Your Tired, Your Poor, Your Illegal
The United States Senate passed a moral test of historic magnitude this week when it approved a procedural measure that revives the much debated, much delayed overhaul of America’s immigration laws.
The immigration reform bill itself is not something commonly spoken of in high moral terms. The product of months of horse-trading by Democrats and Republicans and their attendant interest groups, it is a 300-page tangle of regulations and technicalities that only a lawyer could love. Almost every word represents a compromise between opposing ideologies, interests and worldviews. Almost every one of the bill’s supporters finds something in it to hate.
And yet the bill has managed, in these most divisive of times, to unite a coalition ranging from President Bush to Senator Ted Kennedy, from big business to progressive trade unions and human rights groups. Kennedy calls the measure “critical” to our “national security.” Senator John McCain says the fate of the bill will define “what kind of nation we are.” The president calls it “an historic opportunity” — and one that must not be lost. We agree with the president.
The reason for the high drama is alarmingly simple.

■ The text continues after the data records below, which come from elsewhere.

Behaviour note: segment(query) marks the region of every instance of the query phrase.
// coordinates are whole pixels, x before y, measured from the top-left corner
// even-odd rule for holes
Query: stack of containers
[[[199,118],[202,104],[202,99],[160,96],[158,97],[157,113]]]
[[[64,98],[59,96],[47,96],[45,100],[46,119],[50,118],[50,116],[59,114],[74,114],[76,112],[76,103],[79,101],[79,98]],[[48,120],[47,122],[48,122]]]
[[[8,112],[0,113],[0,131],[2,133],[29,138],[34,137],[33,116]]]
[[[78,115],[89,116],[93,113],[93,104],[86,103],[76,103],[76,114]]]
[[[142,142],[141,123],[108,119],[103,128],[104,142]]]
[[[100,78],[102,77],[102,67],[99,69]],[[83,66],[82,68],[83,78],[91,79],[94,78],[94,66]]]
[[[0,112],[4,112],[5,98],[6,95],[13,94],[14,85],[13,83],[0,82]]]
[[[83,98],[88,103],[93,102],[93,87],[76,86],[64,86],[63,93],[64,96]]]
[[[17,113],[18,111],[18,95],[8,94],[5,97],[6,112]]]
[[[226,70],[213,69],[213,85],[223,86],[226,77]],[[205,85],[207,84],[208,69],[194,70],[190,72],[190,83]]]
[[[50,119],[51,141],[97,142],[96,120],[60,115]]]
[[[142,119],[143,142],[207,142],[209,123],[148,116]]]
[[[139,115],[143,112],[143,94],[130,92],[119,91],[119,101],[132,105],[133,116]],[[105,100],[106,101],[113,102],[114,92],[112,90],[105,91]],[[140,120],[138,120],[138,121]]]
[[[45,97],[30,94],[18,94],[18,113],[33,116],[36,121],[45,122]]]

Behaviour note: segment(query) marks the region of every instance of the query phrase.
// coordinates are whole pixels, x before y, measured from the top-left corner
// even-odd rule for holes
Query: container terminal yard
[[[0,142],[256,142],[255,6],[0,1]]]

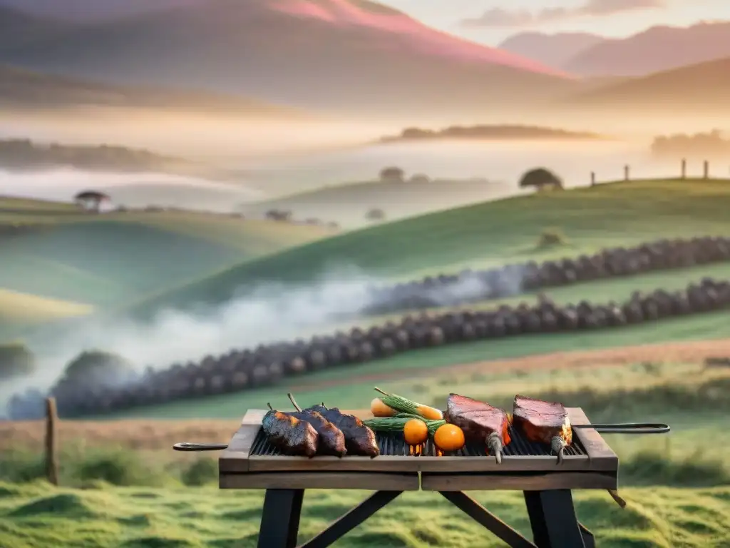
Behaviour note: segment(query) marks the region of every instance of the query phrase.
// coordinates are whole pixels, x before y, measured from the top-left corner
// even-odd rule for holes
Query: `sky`
[[[430,26],[496,45],[526,31],[626,37],[657,25],[730,20],[730,0],[378,0]]]

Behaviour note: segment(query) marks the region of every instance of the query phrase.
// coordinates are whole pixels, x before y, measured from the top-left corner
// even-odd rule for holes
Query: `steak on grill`
[[[345,446],[345,434],[337,426],[325,419],[321,413],[311,409],[287,413],[314,427],[318,435],[318,454],[334,454],[342,457],[347,452]]]
[[[283,453],[307,457],[317,453],[317,430],[309,422],[272,409],[261,419],[261,428],[269,441]]]
[[[323,404],[312,406],[304,411],[317,411],[322,414],[345,435],[345,446],[348,454],[359,454],[373,458],[380,454],[375,433],[363,424],[355,415],[342,413],[337,407],[328,409]]]
[[[512,424],[531,441],[548,444],[563,462],[565,448],[573,443],[568,411],[562,403],[535,400],[518,394],[515,396]]]
[[[502,463],[502,450],[511,441],[507,411],[466,396],[450,394],[444,418],[464,430],[465,438],[486,444],[497,463]]]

There are currently some 12 million people living in America illegally, and their number increases every day. Twelve million people who sneaked across our borders or overstayed their visas, seeking America’s unique opportunities of freedom and an honest living, and who now live in daily fear of exposure and expulsion. Twelve million people who live with us and among us, who make our beds, harvest our fruit and diaper our children and yet fear to show their faces, who lack the most basic rights that the rest of us take for granted, who quake every time they must visit a doctor or register their own children for school.

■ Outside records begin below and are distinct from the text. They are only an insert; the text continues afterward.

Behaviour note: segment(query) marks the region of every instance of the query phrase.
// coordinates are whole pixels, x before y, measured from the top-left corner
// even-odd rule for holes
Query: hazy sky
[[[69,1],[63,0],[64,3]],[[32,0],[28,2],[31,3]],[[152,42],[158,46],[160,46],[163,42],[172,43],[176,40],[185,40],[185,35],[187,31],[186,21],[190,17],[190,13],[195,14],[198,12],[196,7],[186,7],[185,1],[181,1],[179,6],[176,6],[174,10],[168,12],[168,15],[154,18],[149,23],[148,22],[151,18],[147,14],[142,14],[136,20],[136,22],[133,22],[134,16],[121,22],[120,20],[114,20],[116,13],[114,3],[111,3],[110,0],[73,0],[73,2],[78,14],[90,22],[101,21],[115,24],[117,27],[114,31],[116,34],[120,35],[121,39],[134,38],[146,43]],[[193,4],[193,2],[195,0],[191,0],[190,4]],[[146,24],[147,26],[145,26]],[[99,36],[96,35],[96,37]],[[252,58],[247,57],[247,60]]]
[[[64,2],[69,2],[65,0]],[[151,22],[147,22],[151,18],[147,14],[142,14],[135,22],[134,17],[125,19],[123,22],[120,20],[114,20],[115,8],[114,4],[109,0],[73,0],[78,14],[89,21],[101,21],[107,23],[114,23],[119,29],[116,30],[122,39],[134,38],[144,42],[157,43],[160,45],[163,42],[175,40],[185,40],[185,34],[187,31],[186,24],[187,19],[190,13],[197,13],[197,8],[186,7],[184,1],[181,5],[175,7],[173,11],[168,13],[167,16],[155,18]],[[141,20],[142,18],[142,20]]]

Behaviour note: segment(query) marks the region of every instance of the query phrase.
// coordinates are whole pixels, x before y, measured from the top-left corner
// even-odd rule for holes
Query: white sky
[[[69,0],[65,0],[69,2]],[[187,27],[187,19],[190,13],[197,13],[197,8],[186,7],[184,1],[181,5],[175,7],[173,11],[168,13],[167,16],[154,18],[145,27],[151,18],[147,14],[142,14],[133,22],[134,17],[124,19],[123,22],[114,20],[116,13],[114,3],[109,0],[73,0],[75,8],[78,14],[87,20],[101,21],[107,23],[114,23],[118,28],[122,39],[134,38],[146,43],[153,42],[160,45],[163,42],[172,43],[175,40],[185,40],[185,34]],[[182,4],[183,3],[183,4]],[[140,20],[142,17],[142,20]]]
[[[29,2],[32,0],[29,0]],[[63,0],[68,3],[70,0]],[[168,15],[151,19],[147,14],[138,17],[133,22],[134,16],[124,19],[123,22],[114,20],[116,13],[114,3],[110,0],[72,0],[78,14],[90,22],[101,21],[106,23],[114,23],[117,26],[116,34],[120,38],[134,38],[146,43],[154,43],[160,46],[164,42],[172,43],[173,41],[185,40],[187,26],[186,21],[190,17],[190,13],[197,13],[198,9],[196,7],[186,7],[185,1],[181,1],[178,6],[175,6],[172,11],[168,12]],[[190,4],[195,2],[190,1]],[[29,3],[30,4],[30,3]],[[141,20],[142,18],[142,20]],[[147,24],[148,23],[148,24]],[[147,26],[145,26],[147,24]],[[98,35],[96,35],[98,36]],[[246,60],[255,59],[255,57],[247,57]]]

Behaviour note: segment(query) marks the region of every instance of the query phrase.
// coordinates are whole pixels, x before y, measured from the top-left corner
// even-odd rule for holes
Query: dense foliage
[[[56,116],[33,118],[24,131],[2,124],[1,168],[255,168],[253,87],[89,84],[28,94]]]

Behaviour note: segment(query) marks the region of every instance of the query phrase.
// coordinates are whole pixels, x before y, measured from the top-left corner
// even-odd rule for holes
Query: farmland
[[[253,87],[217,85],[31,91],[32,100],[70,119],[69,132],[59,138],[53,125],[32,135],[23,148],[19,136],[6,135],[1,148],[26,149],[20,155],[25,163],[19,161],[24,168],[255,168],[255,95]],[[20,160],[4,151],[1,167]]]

If they remain as they are, among us but not part of us, Kennedy warns, they may someday form an angry, unassimilable mass of the sort that troubles European society. But we need not wait until tomorrow to be alarmed. Right now, their presence in the shadows is an affront to our democracy. We cannot be free if some of us are not free, and right now, 12 million of us are not free. It is a betrayal of America’s most basic promise.
Much of the opposition to the bill has come from nativist and law-and-order elements on the right, who object to the very notion of forgiving those who broke our laws by entering the country illegally. Instead, they propose to leave the undocumented in their current limbo and work toward mass deportation. Most Americans find the idea repugnant; as McCain said this week, “We don’t have 12 million pairs of handcuffs.”
But while most of us agree on the need for a humane immigration policy, keeping our doors open and continuing to offer hope to new Americans, the details of that policy are proving devilishly hard to pin down. Business interests want a steady, reliable supply of cheap labor, which means an admissions system that matches immigrants’ professional skills to America’s economic needs. The bill now before the Senate, sensitive to business needs, puts work skills up front and, in the process, eliminates family reunification as a visa category.
Religious and human rights groups rightly object that an immigration process without family reunification is cruel. They also worry that the bill’s creation of a “guest worker” program, annually granting some quarter-million two-year visas, will result in the emergence of a whole new population of undocumented workers who will hide in the shadows rather than return home. We share those concerns, and we hope that they’ll be addressed as the bill moves through Congress in the days ahead. We’re worried, too, that the Jewish community has been virtually invisible in this debate, declining to make itself heard on an issue that is central to American Jewish identity and to biblical values of care for the stranger. An American coalition for justice and human rights that lacks a strong Jewish voice at its center is a coalition gravely weakened. We can do better.
At this juncture, however, what’s important is that the Senate and House pass the bill. America needs a new immigration policy for the 21st century, and 12 million of our neighbors need hope for the future. The reform must not fail.